The park and other textile infrastructure are much needed now, but further funds to complete the projects may be hard to come by. Meanwhile, the industry will again be faced with higher import costs for raw materials, through third countries like Dubai. Currently, Iran is heavily dependent on imports of textile raw materials especially manmade fibre textiles and cellulose fibres.
With foreign exchange being a constraint for imports, the government has made substantial investments in setting up production facilities for synthetic fibres. Of course, Iran will trade in local currencies for its requirements, and with past experience of economic sanctions, supply chain networks are already in place.

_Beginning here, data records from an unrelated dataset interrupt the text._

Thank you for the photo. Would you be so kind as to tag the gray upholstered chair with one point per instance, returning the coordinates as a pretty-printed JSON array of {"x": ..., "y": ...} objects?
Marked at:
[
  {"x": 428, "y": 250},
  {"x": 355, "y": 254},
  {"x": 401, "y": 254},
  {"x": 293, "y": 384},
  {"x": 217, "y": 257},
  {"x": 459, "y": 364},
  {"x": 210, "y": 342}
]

More than ever, for Iran, moving east is a sustainable plan. As we had mentioned earlier, current US policies will push countries to move supply chains to the world’s larger markets – China, India, Russia.
And once again, this brings China’s Belt And Road Initiative (BRI) into focus, more so as China, to needs this infrastructure urgently to ensure economic development, regional integration and economic and political stability.
In the current situation, China’s RMB will be further internationalized, Chinese investors will move in where European and US companies vacate oil space in Iran. Tehran’s shops are already flooded with Chinese products and its streets clogged with Chinese cars. For China, Iran is at the crossroads for Central Asia, the Middle East and Europe. Iran is at the centre of everything, says Chinese businessman Zuoru Lin, who has set up factories along what will be a key part of the One Belt, One Road trade route.
Lin established his factories along what will be a key part of the trade route – a 575-mile electrified rail line linking Tehran and Mashhad, financed with a US$ 1.6 billion loan from China. When completed and attached to the wider network, the new line will enable Lin to export his goods as far as northern Europe, Poland and Russia, at much less cost than today.
“I am expecting a 50% increase in revenue,” Lin said. In a 2016 test, China and Iran drove a train from the port of Shanghai in eastern China to Tehran in just 12 days, a journey that takes 30 days by sea. When the new line is opened in 2021, it is expected to accommodate electric trains at speeds up to 125 miles an hour.